Connor McDavid has a coach and he’s arguably the best hockey player in the world. Kevin Durant has a coach. Most great artists have coaches. And many people in business today have coaches. My brother, past managing partner of a major law firm in Canada had a coach. Many senior executives have coaches. And I have a coach.
Who is your coach?
It doesn’t matter how good you are or where you stand in your profession – you should have a coach.
A quick search of a definition reveals ”The coach develops specific skills for the task, challenges and performance expectations at work.”
In the book The Keys To Our Success in which we collected one chapter from 25 different project managers asking of the question “What is the one nugget that you take into every project that makes you successful?” my contribution was entitled “Never Going Alone”. In it, I stress the need to find people around you who can complement you, fill in the gaps and potentially help you get through those tough periods in your career.
As a project manager, or business analyst, or leader, we are constantly challenged by people, circumstances and change in our day-to-day work.
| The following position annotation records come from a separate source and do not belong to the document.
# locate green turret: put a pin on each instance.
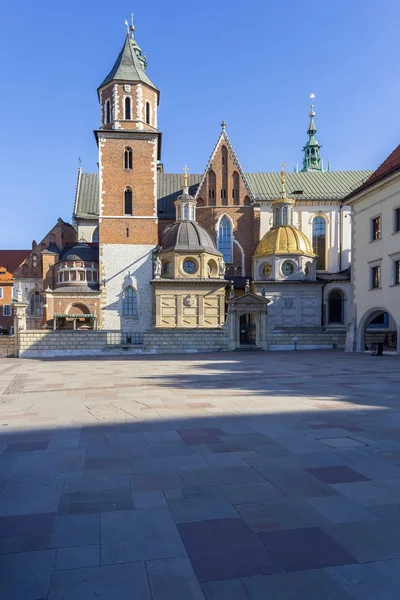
(312, 160)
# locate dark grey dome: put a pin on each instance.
(187, 236)
(81, 251)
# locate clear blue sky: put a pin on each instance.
(251, 63)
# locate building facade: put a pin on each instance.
(376, 259)
(123, 264)
(9, 262)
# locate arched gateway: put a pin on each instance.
(247, 321)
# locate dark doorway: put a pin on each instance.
(247, 330)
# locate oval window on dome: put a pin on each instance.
(287, 268)
(267, 270)
(189, 266)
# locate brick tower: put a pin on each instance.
(129, 146)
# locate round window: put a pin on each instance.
(189, 266)
(287, 268)
(267, 270)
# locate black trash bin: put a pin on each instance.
(377, 349)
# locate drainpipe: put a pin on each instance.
(322, 302)
(340, 235)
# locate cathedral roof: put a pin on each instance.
(130, 65)
(320, 185)
(285, 239)
(81, 251)
(187, 236)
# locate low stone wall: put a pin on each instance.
(7, 346)
(312, 338)
(47, 344)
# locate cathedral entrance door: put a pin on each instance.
(247, 330)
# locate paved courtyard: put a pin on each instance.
(237, 476)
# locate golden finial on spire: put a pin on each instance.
(283, 177)
(185, 175)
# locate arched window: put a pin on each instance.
(336, 307)
(225, 239)
(129, 308)
(128, 201)
(212, 180)
(128, 115)
(128, 158)
(235, 187)
(108, 112)
(319, 242)
(36, 303)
We cannot be expected to deal with these issues on our own. In fact, our senior management team does not expect us to deal with these issues alone. As I look at my team members in the past, the most impressive and the most successful of them sought out advice through coaches, mentors or simply close advisers on a regular basis. And they freely admitted to this. This screams strength and confidence to me.
The smartest of us know where we are weak, know when we need help and seek out people who can provide that support.
Coaches come in many different flavours: formal or informal. The formal coach is most often hired on a contract basis, and they are paid for their services. The formal type of coach is typically a general business coach but extremely valuable in any type of environment. The informal coach could be a friend, family member or peer who agrees to meet on a fairly regular basis to help you when required.
In either case, this advice, or relationship, is extremely valuable.
So, think back to that moment most recently when you were stressed or confused or had to make a big decision and ask yourself: how different that journey could have been if you had someone to talk to, immediately, or within a few days.
Or ask yourself where you will be in 3, 5 or 10 years and how you are going to get there. Wouldn’t it be nice to have a coach to help you plan that journey and hold you accountable for the action items required to get there?
Regardless of how great or confident you are, I guarantee a coach in your life will change things dramatically.
Once again I ask, who is your coach?